Monday, September 21, 2009

First Sentencing from Blanding Raids, Tribes Plan to Request Repatriation

Southwestern Archaeology Making the News - A Service of the Center for Desert Archaeology

- Native Tribal Nations to Request Repatriation of Blanding Artifacts: American Indian tribes should be given the first opportunity to reclaim thousands of ancient Southwest artifacts being seized by the government in its sweeping prosecution of theft and trafficking, the federal appointee in charge of Indian affairs said Friday. Tribal leaders will have something to say to the government on this issue, said Larry EchoHawk, assistant Interior secretary for Indian Affairs. - Deseret News

- First Sentencing On Blanding Raids Case: A federal government crackdown on black-market Indian artifacts and the looting of dozens of sacred objects from Indian ruins in Utah, Arizona, Colorado and New Mexico continued to unfold this week as a mother and daughter were sentenced to three and two years of probation respectively. - USA Today

- Lecture Opportunity - Silver City: Gila Cliff Dwellings National Monument, in conjunction with Western National Parks Association and Western New Mexico University, will be hosting a free lecture by noted archaeologist Stephen Lekson on October 7th at 7 p.m. at the WNMU Global Resource Center Auditorium. Dr. Lekson, will speak about his new work A History of the Ancient Southwest, a book that has been described as “among the most provocative and forward-looking books in archaeology today.” In recognition of this special evening, Gila Cliff Dwellings WNPA bookstore will offer signed copies of A History of the Ancient Southwest at the special tax-free price of $35.00 (regular price $39.95). Proceeds from the sales provide funding for this and other Park programs. For more information or to reserve a copy of A History of the Ancient Southwest please contact Becky Latanich at (575) 536-9461 or

- Lecture Opportunity - Tubac: “The Chaco Phenomenon” is Topic of Tubac/SCC AAS Program October 8. Archaeologist Jeremy Moss will give a presentation to the Tubac/Santa Cruz County Chapter of the Arizona Archaeological Society (Tubac/SCC AAS) on October 8, 2009, 7 PM, at the North County Facility at 50 Bridge Road in Tubac. His topic will be Chaco Canyon, New Mexico, one of the largest archaeological sites of the American Southwest and both a national historical park and a United Nations World Heritage site.

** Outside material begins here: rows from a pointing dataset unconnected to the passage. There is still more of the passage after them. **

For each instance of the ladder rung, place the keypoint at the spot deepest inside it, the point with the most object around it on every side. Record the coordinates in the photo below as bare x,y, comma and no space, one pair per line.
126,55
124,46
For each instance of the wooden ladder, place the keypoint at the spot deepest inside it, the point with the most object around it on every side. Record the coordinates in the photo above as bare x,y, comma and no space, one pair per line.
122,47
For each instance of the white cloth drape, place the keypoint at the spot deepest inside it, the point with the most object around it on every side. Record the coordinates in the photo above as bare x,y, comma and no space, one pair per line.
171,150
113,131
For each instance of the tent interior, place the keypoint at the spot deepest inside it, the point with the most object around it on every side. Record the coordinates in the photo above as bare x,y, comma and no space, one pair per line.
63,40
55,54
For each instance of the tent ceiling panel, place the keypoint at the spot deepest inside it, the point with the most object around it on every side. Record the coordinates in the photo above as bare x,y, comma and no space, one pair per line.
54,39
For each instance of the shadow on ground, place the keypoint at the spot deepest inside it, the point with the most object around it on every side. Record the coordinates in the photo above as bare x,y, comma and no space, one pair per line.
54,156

The presentation is free and open to the public.

- Old Pueblo Archaeology Hosts a "Food for Thought Dinner:" Tucson's not-for-profit Old Pueblo Archaeology Center announces a change in place, time, and format for the October 2009 edition of our monthly Third Thursday program. Our next event in this series, on Thursday, October 15, 2009, will be a "Third Thursday Food for Thought" dinner presentation by archaeologist William L. Deaver, titled "Anarchy in Ancient Arizona: Breakdown in Society at the End of the Hohokam Colonial Period." The October 15 Third Thursdays program will be held at El Parador Mexican Restaurant, located at 2744 E. Broadway Blvd. in Tucson, from 6 to 8:30 p.m. An entry fee of $18 per person will include a Mexican food buffet with coffee, tea or soft drink, tax and gratuity, plus the presentation. The buffet is one time through the serving line (not all you can eat). Please contact Old Pueblo Archaeology Center at 520-798-1201 or for reservations and to pay the $18 dinner fee. Visa, MasterCard, Discover, and Diners Club credit cards are accepted. Registrations and payments are due by 3:00 p.m. Monday October 12.

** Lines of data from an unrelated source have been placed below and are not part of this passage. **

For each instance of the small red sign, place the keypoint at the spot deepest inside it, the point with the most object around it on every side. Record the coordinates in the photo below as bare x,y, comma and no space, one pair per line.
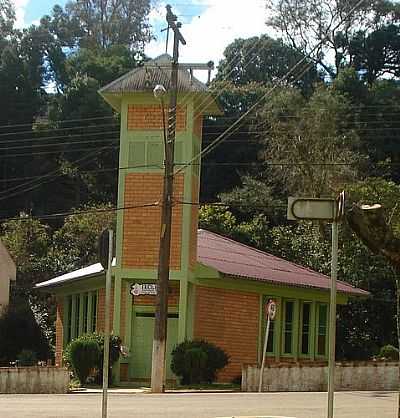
270,309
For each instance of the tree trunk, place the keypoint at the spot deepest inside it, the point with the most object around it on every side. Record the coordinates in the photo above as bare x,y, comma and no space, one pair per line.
369,224
398,332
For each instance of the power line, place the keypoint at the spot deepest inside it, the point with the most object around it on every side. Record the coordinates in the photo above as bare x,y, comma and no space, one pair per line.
224,136
70,151
31,185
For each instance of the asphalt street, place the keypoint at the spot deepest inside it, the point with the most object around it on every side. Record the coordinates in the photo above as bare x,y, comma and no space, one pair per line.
200,405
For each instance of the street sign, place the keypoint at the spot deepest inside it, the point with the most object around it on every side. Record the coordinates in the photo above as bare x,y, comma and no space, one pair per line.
271,309
310,208
140,289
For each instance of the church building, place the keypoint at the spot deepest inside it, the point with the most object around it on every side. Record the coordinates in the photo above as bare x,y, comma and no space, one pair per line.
218,287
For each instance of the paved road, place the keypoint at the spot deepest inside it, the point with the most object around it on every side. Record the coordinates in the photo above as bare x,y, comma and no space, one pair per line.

- The Archaeology of St. Louis featured on the Archaeology Channel: “Ancient history” didn’t happen just in famous places like Rome, Tikal and Angkor Wat. It happened also in the heart of North America. Modern St. Louis residents may not realize that their city once hosted a complex Native American culture, represented by a cluster of mounds, possibly an actual city rivaling Cahokia across the Mississippi River. A small army of scientists, while uncovering thousands of prehistoric Native American archaeological sites around this fertile convergence of rivers, has some fascinating questions about what took place here.

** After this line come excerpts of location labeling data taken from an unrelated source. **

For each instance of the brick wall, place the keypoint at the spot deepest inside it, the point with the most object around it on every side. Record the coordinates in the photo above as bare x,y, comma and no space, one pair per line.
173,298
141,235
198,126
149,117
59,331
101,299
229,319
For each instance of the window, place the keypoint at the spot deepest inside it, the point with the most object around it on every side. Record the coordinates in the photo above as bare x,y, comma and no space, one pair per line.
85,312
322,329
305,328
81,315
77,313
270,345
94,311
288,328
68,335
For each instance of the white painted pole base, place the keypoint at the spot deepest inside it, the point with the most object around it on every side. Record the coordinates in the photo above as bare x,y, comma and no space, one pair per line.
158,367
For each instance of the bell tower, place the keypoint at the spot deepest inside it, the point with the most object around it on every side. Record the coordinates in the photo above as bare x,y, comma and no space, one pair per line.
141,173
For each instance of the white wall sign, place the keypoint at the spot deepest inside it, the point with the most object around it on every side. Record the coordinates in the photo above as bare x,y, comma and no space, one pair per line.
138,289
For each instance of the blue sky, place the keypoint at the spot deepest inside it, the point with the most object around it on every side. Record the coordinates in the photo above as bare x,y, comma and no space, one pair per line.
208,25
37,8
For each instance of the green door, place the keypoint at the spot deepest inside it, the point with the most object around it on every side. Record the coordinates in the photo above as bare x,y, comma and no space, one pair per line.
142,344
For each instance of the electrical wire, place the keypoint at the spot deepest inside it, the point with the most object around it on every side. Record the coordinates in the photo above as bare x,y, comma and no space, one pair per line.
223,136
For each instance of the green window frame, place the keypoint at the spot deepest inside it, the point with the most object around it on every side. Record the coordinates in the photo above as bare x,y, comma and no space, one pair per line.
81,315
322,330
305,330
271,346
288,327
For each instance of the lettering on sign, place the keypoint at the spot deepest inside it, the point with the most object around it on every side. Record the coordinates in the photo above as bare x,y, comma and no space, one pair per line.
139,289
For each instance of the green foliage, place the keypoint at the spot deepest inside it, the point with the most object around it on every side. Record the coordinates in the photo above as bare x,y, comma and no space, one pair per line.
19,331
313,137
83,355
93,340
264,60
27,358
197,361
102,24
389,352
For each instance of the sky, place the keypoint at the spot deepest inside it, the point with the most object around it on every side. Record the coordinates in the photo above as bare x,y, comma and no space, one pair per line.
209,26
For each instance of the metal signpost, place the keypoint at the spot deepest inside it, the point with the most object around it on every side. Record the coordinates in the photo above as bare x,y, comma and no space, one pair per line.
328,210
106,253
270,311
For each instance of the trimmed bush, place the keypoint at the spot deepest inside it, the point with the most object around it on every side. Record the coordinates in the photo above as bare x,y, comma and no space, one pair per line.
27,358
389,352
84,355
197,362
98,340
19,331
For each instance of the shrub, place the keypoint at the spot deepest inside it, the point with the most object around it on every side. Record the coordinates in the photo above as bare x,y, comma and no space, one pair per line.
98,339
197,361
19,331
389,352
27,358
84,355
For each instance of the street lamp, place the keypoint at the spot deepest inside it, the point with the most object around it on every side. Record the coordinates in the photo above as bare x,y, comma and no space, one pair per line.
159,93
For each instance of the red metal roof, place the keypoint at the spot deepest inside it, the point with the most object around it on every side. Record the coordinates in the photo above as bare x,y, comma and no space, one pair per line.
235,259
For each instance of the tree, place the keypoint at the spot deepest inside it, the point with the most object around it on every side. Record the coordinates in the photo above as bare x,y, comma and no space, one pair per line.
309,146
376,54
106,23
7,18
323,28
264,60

- Undisturbed Late Classic Mayan Villages Might Provide Insights on the Transition to the Post Classic: Ringing two abandoned pyramids are nine palaces "frozen in time" that may help unravel the mystery of the ancient Maya, reports an archaeological team. Hidden in the hilly jungle, the ancient site of Kiuic (KIE-yuk) was one of dozens of ancient Maya centers abandoned in the Puuc region of Mexico's Yucatan about 10 centuries ago. The latest discoveries from the site may capture the moment of departure. - USA Today

- Congratulations to Jessica MacLellan, a University of Arizona School of Anthropology graduate student who has been awarded the Jacob K. Javits fellowship from the U.S. Department of Education. Javits fellows study arts, humanities, and social sciences.